Query flow: embed query → FAISS search k → concatenate top-k texts into prompt. Skip rerank if cross-encoder too heavy for ZeroGPU; optional flag if GPU allows.

Files:
- app.py (entry), requirements.txt (gradio, transformers, faiss-cpu, torch==2.3+cpu?; on ZeroGPU torch with CUDA is preinstalled), optional runtime.txt (e.g., python-3.11), README.md with HF front matter, small sample PDFs.
- If MedCPT or Granite needs auth, set HF_TOKEN secret; use use_auth_token=True where required.
Caching: set HF_HOME=/data/.cache to persist model weights between restarts.
No Docker needed unless custom system deps; prefer pure pip for Spaces.

Left rail: API/token textbox (for private models if needed), PDF upload & process button, model dropdown (generator), k slider, max_tokens slider, temperature/top_p, rerank checkbox (if available).
Right: chat box with answer; collapsible context display; status messages (index loaded/building).
Streaming answers with stop button; show retrieval scores optionally.

Dry-run locally on CPU with smallest model (e.g., granite-docling-258M) if possible; otherwise rely on HF logs.
Deploy to a test Space (ZeroGPU), confirm model loads, index builds on uploaded PDFs, and chat returns grounded answers.
Measure cold-start load times per model; consider pre-pinning a default lightweight model to speed startup.

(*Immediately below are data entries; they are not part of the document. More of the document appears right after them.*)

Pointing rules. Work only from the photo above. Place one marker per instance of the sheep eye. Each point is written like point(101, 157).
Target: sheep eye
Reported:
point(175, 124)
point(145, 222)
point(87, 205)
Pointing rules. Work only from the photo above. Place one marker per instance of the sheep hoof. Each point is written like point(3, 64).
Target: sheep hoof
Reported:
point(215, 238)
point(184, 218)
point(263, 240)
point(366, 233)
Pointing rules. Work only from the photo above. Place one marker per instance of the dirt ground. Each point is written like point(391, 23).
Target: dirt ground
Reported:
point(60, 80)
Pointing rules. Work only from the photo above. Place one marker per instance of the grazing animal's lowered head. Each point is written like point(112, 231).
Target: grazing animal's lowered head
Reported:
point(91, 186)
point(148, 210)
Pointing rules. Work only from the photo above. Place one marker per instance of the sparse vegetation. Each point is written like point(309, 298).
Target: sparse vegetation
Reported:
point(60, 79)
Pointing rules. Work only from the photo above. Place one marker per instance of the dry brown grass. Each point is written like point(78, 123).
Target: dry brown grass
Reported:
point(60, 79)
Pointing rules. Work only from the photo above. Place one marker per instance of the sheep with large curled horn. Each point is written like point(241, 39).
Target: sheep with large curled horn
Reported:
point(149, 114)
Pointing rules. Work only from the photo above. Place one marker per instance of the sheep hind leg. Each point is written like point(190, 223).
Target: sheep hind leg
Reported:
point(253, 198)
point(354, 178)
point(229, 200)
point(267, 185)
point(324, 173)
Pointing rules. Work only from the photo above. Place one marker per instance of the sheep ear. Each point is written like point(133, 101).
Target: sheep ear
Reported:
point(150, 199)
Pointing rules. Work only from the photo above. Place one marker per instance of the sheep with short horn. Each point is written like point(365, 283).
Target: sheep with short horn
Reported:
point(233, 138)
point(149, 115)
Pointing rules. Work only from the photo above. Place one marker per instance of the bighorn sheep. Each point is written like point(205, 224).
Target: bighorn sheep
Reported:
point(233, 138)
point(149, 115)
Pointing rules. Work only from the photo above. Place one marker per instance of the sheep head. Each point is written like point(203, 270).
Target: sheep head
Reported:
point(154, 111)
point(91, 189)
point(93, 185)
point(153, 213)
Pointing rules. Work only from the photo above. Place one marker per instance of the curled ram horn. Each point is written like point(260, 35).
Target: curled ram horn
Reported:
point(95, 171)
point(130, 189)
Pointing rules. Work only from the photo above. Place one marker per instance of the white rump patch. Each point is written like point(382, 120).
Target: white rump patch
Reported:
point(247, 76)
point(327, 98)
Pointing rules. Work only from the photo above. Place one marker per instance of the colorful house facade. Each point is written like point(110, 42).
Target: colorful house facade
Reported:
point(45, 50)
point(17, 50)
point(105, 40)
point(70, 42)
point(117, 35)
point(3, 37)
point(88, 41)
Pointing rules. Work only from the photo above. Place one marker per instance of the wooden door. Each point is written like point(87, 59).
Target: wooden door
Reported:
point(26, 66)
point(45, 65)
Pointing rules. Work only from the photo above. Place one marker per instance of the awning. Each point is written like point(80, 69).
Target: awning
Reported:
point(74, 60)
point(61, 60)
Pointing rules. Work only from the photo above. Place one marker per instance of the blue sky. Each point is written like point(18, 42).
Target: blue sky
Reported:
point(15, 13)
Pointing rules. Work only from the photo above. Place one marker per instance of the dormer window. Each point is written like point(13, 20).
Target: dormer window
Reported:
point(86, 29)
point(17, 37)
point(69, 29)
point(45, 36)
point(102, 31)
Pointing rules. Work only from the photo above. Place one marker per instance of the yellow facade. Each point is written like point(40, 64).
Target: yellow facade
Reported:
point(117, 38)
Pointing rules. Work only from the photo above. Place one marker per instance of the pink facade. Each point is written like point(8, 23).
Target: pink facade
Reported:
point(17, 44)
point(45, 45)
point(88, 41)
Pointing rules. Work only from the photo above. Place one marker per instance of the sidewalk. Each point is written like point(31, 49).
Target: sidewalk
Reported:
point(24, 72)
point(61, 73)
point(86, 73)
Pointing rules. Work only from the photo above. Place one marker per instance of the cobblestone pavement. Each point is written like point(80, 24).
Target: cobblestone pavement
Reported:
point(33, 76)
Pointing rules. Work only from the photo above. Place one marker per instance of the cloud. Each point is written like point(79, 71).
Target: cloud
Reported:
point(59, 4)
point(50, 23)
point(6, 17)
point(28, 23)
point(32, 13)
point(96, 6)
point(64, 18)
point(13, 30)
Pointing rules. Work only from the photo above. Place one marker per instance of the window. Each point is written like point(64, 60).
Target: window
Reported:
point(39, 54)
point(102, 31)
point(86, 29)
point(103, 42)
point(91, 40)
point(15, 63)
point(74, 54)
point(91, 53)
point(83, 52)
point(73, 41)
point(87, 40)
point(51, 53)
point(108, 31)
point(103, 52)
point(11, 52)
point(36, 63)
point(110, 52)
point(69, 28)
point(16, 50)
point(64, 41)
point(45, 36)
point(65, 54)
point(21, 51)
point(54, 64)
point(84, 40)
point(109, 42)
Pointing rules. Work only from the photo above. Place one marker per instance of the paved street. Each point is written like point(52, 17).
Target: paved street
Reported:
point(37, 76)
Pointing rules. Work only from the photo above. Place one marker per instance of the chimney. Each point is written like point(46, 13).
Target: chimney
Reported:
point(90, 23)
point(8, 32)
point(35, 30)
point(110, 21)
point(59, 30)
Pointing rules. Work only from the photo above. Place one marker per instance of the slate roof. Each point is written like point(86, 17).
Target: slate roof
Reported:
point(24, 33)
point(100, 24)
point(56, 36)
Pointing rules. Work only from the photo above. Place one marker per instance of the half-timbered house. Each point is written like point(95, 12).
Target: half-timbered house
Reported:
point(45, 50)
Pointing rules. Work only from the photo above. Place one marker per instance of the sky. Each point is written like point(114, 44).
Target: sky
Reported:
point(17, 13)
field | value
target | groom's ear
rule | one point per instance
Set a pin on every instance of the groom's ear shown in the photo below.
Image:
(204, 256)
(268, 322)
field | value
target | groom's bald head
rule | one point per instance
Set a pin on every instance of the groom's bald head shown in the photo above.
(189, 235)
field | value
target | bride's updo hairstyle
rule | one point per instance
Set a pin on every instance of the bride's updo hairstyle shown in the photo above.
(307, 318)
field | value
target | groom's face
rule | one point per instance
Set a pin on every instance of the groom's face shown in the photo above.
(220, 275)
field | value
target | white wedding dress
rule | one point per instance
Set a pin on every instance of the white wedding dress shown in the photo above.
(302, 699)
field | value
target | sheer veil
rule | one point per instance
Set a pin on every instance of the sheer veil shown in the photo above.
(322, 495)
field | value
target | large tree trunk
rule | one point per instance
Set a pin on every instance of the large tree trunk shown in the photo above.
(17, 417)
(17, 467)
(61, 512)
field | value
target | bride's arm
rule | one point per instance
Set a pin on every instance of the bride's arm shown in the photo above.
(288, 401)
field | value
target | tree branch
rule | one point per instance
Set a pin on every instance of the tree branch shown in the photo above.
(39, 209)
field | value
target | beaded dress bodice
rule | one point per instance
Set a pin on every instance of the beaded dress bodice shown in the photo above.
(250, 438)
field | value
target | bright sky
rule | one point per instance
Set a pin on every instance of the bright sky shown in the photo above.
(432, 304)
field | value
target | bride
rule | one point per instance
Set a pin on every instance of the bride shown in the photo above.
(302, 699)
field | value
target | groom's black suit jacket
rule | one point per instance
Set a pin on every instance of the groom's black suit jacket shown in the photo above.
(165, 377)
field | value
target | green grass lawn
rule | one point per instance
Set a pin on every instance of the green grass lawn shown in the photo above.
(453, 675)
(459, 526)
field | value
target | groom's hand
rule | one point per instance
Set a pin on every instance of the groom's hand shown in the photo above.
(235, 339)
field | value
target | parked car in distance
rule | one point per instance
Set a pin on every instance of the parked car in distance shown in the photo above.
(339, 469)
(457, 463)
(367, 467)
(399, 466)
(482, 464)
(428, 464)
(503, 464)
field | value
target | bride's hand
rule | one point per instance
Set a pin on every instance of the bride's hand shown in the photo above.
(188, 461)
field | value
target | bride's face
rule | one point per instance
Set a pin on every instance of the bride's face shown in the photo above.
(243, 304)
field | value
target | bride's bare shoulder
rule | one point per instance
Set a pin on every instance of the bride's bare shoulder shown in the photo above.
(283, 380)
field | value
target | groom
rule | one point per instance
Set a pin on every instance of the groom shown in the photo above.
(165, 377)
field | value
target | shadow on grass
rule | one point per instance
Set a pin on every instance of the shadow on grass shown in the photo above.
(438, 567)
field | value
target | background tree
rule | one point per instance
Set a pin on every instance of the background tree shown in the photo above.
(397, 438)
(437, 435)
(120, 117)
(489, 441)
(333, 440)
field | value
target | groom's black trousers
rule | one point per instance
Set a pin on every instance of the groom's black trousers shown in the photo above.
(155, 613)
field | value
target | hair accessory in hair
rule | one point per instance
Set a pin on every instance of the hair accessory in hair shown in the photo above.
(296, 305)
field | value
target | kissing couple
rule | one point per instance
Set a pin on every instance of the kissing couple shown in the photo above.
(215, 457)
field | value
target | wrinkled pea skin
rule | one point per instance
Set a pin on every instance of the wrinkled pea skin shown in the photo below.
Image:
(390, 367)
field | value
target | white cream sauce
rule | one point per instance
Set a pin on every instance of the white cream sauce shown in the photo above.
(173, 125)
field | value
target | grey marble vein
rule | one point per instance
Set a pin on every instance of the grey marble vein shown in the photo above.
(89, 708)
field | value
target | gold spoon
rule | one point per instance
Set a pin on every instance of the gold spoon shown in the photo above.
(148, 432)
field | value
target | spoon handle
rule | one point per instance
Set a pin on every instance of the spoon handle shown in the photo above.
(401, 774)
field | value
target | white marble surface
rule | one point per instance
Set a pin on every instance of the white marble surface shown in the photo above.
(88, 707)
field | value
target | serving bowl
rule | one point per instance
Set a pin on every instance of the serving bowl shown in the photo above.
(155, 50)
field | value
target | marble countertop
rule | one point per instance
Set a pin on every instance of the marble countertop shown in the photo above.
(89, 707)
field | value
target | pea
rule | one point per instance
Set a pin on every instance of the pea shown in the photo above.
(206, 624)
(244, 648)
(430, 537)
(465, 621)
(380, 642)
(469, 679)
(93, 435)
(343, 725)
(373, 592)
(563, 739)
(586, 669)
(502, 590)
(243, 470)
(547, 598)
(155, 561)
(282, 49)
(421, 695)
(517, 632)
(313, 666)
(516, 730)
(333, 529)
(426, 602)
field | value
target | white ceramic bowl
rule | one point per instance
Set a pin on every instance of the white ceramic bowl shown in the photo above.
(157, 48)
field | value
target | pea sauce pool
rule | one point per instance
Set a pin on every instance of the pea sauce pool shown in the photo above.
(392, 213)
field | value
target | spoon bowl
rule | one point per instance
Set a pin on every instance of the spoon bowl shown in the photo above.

Scaffold MedDiscover-HF/app.py with common loaders, retrieval pipeline, Gradio UI, and /data persistence.
Add requirements.txt mirroring demos (gradio>=5.x, transformers, faiss-cpu, torch, spaces, model-specific libs like openai-harmony, opencv-python if doing video).
Wire model registry for gpt-oss-20b, gemma-3-12b-it, deepseek-vl2-small, granite-vision, granite-docling; test generation stubs with mock context.
Integrate MedCPT embedding + FAISS; add index build/load actions and guard GPU usage with @spaces.GPU().
Push to HF Space; validate ZeroGPU compatibility and memory footprints; tune max token defaults per model.